Neden birinci gündem olmasın ki? Soframıza aş oldun. Çalışanımıza iş, düğünlerimize çeyiz oldun. Hastane, okul, cami, yol gibi her yerde yeşilliğinin her tonuyla gösterdin kendini.

Ülkemizin fiziki ölçekle en küçük, sosyal yaşam olarak da küçük sayılabilecek bir ilde devletin yaklaşık elli, özel sektörle birlikte irili ufaklı yüzün üzerinde fabrikanın dumanı tütüyor. Bu, şu demektir; vatandaşımız hem müstahsil olarak çayından hem de çayını nihai mamul haline getirerek işçi olarak çay fabrikasından kazanıyor.

Diğer bir güzellik de ÇAYKUR gibi ülke ölçeğinde hatırı sayılır büyüklükte bir KİT'in halen devlet eliyle yönetilmesidir. Cumhuriyet hükümetlerimiz ÇAYKUR benzeri birçok işletmeyi özelleştirirken biraz da hatırı sayılır siyasilerimizin eyvallah demeyişinden dolayı üretici olarak muhatabımızın devletimiz olması ayrıca büyük bir kazanımdır. İnşallah bu şekil devam etmesinden yanayız.

Bütün bu güzellemelere nazarlık olsun kabilinden elli yaş üzerindeki hemşerilerimizin hatırlayabileceği bazı olumsuzlukları da paylaşmak isterim.

 Hani haftada, belki 10 günde bir defa çay satabildiğimiz dönemler vardı. Bugün ortalama dört ton alım yapılan alım evlerine o zaman yirmi ton çay alımı yapıldığı ve bu çay yanmasın diye yapılan çalışmalar...

Güçlü olanın çayını kısa dönemlerde sattığı, adamı olanın fabrikadan çay nakliyesi için kamyonu torpille alabildiği dönemler. Neydi o dönemler...

Hiç unutmam, çocuktum, yanımda, alım evinde kantarcı sırası olmadığı halde öne alınmasını direten eksperin kantarcıyı milletin içinde tokatladığı. Bunun gibi nice kavgalar. Çayını satmaya gelenin ya eli ya beli boş gelmediği dönemler.

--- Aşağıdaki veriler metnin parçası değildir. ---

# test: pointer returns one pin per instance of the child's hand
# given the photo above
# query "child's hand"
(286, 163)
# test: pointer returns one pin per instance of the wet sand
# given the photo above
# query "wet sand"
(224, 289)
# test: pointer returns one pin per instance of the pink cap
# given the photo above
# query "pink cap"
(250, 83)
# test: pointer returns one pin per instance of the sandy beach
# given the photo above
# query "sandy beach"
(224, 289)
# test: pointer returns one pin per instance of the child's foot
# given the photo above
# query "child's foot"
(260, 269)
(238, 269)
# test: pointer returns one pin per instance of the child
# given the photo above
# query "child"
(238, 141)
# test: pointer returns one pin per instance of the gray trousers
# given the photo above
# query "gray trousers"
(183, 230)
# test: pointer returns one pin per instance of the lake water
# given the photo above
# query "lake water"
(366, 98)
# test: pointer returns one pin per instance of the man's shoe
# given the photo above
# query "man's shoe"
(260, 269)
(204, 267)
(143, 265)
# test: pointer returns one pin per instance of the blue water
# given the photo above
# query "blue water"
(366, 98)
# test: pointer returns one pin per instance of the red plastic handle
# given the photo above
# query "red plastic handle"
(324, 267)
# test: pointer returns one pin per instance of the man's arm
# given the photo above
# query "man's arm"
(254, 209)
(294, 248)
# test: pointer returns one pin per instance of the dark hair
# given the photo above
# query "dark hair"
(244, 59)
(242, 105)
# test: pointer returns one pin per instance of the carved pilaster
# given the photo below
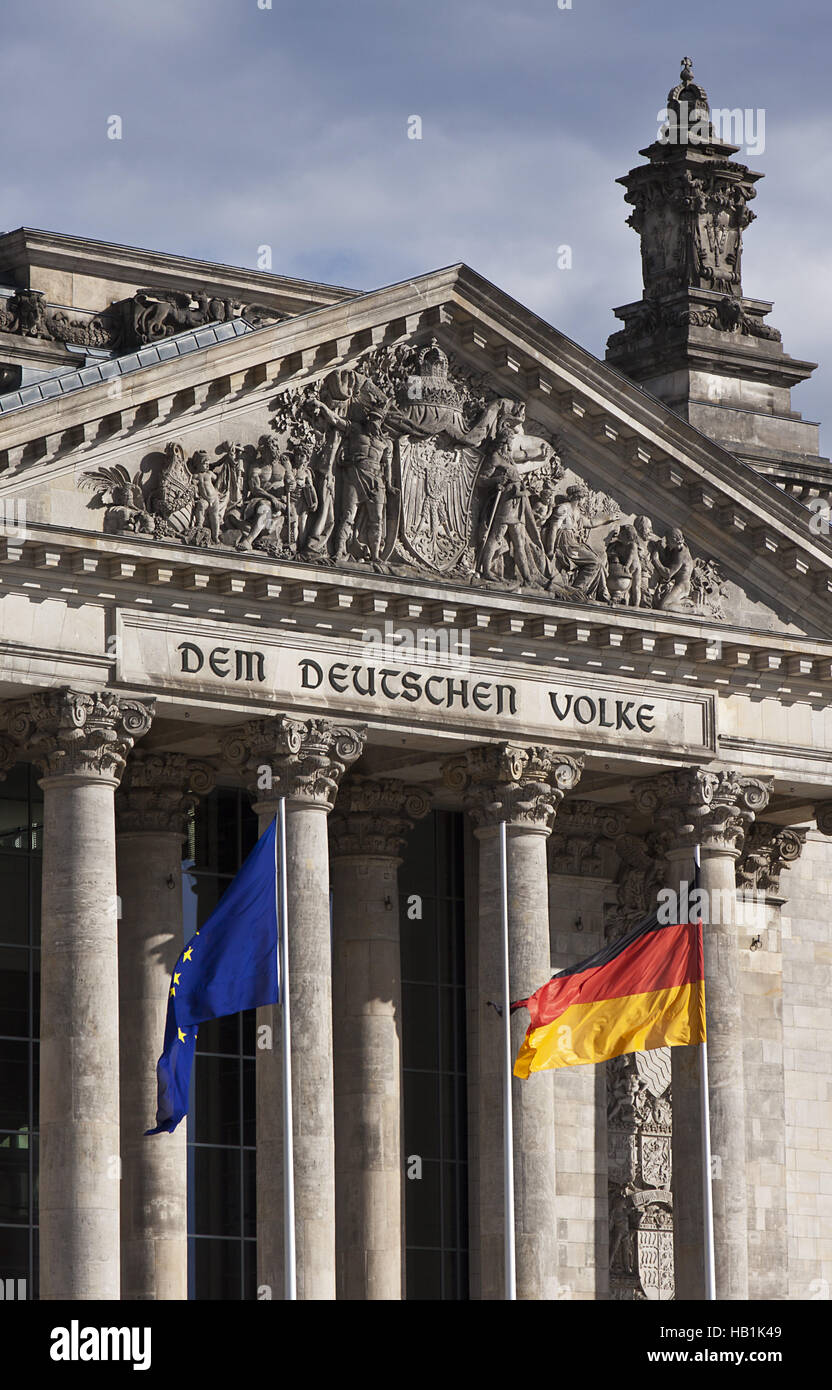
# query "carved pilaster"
(767, 851)
(75, 733)
(639, 1121)
(302, 759)
(159, 790)
(711, 809)
(374, 818)
(514, 783)
(582, 841)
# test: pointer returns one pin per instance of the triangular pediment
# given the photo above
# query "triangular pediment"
(502, 459)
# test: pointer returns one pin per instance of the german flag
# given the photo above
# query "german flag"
(639, 993)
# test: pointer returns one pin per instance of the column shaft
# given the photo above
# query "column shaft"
(302, 761)
(79, 742)
(154, 1171)
(725, 1076)
(367, 1018)
(79, 1150)
(532, 1101)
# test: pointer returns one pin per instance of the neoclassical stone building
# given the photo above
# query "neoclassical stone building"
(422, 565)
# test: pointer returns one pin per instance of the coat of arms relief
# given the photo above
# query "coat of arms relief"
(410, 463)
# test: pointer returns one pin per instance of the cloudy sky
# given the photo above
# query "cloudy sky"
(246, 125)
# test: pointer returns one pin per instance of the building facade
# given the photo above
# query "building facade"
(421, 565)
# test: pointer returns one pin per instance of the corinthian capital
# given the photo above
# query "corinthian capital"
(768, 849)
(514, 783)
(374, 816)
(159, 790)
(303, 759)
(75, 733)
(582, 841)
(713, 809)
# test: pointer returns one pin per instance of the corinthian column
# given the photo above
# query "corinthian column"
(79, 742)
(714, 811)
(152, 808)
(303, 761)
(367, 831)
(522, 787)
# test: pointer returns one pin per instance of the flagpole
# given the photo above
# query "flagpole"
(282, 905)
(707, 1178)
(507, 1069)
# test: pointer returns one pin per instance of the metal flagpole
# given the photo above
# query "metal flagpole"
(507, 1118)
(282, 904)
(707, 1179)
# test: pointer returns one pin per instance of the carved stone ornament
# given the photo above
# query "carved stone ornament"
(767, 851)
(584, 838)
(374, 816)
(691, 207)
(711, 809)
(639, 1137)
(518, 784)
(409, 463)
(146, 317)
(639, 1111)
(71, 733)
(159, 790)
(303, 759)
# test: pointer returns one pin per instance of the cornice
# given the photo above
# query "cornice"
(111, 260)
(514, 627)
(624, 431)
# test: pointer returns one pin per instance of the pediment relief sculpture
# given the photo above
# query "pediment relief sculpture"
(145, 317)
(410, 463)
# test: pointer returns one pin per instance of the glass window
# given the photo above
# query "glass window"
(434, 1059)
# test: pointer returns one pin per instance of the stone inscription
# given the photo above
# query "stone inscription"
(289, 670)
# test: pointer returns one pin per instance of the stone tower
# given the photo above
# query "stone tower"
(695, 339)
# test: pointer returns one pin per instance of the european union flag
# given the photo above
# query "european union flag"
(228, 965)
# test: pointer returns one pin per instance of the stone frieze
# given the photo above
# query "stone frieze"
(410, 464)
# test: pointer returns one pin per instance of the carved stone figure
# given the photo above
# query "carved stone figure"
(624, 566)
(231, 477)
(511, 516)
(570, 548)
(674, 565)
(122, 498)
(265, 509)
(209, 503)
(28, 310)
(303, 498)
(367, 483)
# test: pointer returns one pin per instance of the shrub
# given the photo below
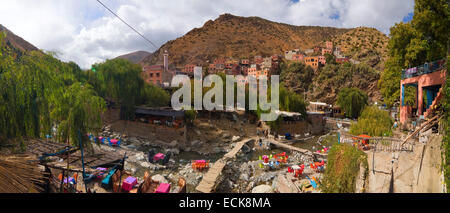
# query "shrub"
(352, 101)
(373, 122)
(343, 167)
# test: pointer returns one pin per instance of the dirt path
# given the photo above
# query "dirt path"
(407, 172)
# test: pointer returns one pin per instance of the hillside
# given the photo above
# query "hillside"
(241, 37)
(135, 57)
(16, 42)
(367, 45)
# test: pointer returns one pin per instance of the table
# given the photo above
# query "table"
(129, 183)
(163, 188)
(295, 167)
(158, 157)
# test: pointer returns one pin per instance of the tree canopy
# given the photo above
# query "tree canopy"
(411, 44)
(373, 122)
(352, 101)
(121, 81)
(39, 93)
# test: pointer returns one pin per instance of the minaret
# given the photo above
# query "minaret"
(166, 60)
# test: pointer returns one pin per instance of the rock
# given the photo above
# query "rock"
(140, 156)
(282, 184)
(159, 178)
(146, 164)
(198, 132)
(243, 177)
(217, 150)
(226, 136)
(246, 149)
(262, 189)
(195, 143)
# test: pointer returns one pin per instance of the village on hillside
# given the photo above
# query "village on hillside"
(350, 120)
(161, 75)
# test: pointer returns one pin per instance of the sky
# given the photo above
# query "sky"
(83, 31)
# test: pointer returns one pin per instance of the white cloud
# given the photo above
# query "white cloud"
(85, 32)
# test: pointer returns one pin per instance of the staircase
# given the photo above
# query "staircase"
(436, 101)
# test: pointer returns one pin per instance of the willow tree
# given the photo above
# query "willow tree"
(373, 122)
(352, 101)
(121, 81)
(411, 44)
(38, 93)
(77, 111)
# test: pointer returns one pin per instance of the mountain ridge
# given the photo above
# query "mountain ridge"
(240, 37)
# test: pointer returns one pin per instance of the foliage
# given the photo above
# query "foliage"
(297, 76)
(411, 44)
(445, 110)
(39, 93)
(342, 170)
(121, 80)
(190, 116)
(352, 101)
(79, 110)
(373, 122)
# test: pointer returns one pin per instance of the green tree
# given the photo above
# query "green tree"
(424, 39)
(121, 81)
(373, 122)
(297, 76)
(344, 163)
(352, 101)
(38, 92)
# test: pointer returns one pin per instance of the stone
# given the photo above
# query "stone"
(146, 164)
(262, 189)
(159, 178)
(226, 136)
(284, 185)
(244, 177)
(140, 156)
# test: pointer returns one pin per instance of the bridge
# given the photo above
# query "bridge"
(209, 180)
(293, 148)
(208, 183)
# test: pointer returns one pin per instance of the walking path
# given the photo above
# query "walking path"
(209, 179)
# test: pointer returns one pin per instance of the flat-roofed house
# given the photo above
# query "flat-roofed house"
(153, 74)
(312, 61)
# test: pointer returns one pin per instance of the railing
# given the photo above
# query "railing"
(424, 69)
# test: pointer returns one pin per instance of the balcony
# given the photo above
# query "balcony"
(424, 69)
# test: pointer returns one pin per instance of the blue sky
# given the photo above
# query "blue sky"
(408, 17)
(85, 32)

Konu Rize ve çay olunca siyasi malzeme olmadan da olmazdı tabii. Anlatılır birazda mizansenleştirilerek.

 Malumunuzdur, ÇAYKUR bağımsız kurum olmadan önce Tekel Bakanlığı'na bağlı bir birim idi.

Dolayısıyla Rize mv Rize'ye gelecekleri çay sezonuna rastladığında denilir ki; Rize’nin belli bölgelerinde biraz da bilinçli olarak çay alımı yapılmazdı, üretici tam isyan noktasına vekilinde Rize’ye geldiği aynı zaman dilimine rastlatılarak  siyasinin güya haberi yokmuş gibi hemen ferman buyururdu, o bölgeler çay satımı noktasında müthiş rahatlama sağlanırdı. Ve helal olsun vekilim seni seviyoruz. Siz olmasaydınız biz ne yapardık kelimeleri sıradanlaşıyordu.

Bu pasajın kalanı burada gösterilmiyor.